Words That Can Easily Lead to Grammar Mistakes

They’re vs Their vs There

These words are confused with one another because they are homophones—they sound alike when spoken—you know what you mean when you say the words but an issue arises when you are writing them in English.

They’re, is a contraction of the words they and areThey is the subject.  Are is the verb.  As a matter of fact, substituting the words they and are mentally for when you see, read, or are writing this word is the perfect test to see if you are using the contraction, they’re, correctly.

For example:
You wouldn’t say…     It’s over they are.
But you would say…         They are having fun.
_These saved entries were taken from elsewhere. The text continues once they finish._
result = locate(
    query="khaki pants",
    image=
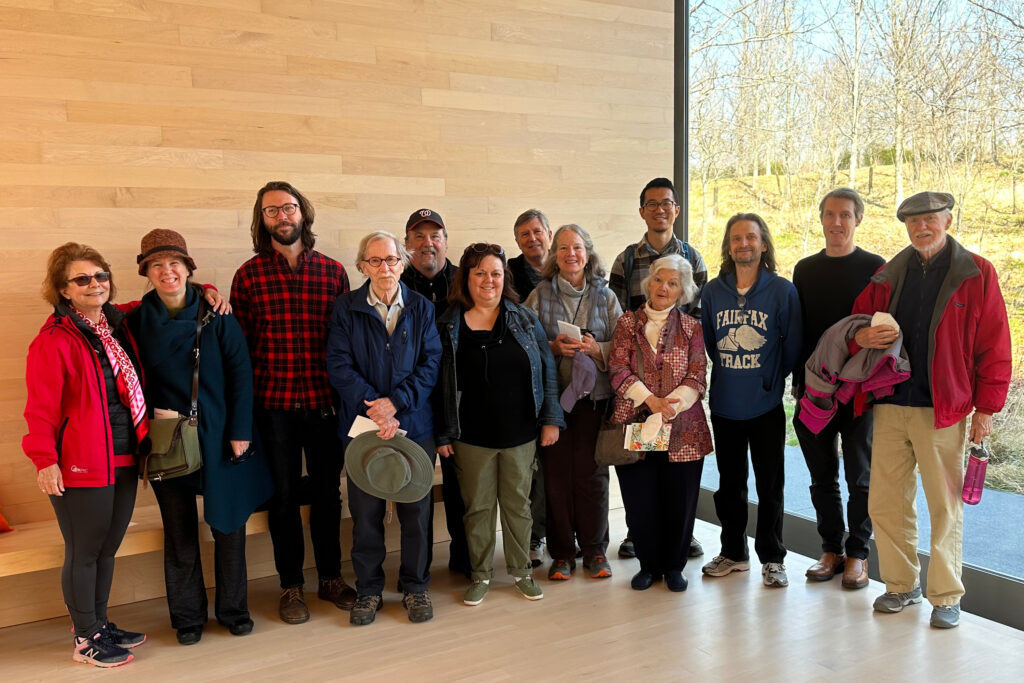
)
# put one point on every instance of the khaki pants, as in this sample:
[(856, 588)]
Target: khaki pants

Their is a possessive pronoun.  Their is used when something, even an attribute or condition, belongs to them so it is usually followed by a noun.

For example:
I have their books.
Their family is large.
Where is their integrity?
Their laugh is infectious.

The word there indicates a place and is the opposite of here.

For example:
He’s over there.
Your glasses are there, on the table.

The phrases: there is / there are, are common introductory phrases often used in descriptive sentences.

For example:
There are leaves all over the yard.
There is a problem with that sentence.

Good vs Well

Good is an adjective—a word that modifies a noun or pronoun.  Adjectives like, good describe nouns or pronouns.

For example:
The food was so good!
Her English is good.

Well is an adverb—a word that modifies a verb, adjective, or another adverb.  Fun fact, well is the adverb equivalent of good!  Adverbs like, well, are used to answer “how” questions.

For example:
He’s feeling well.
She did really well on her English exam.

It’s vs Its

Normally possessives have an apostrophe before the “s”—not the case with the word, itsIts, is like the possessive pronouns, his and her, it shows possession without an apostrophe “s”.  If you’re confused on whether to use the word its without an apostrophe sometimes (but not always) mentally replacing it with the word his or her can clarify the issue.

For example:
The bird broke its wing.
The dog buried its bone in the backyard.
This game has its own set of rules.

It’s, is a contraction of the words it and is or it and has.  The trick here is to try replacing the word with “it is” or “it has” to see if you’re using the proper form.

For example:
Whenever it’s a holiday, traffic doubles.
It’s been years since I was out ‘til dawn.

The 3 grammar mistakes above can easily trip up ESL students and native English speakers equally.  Pay attention to the specifics of the individual word’s usage, and try the tips I’ve mentioned.  The correct grammar usage will become second nature in no time.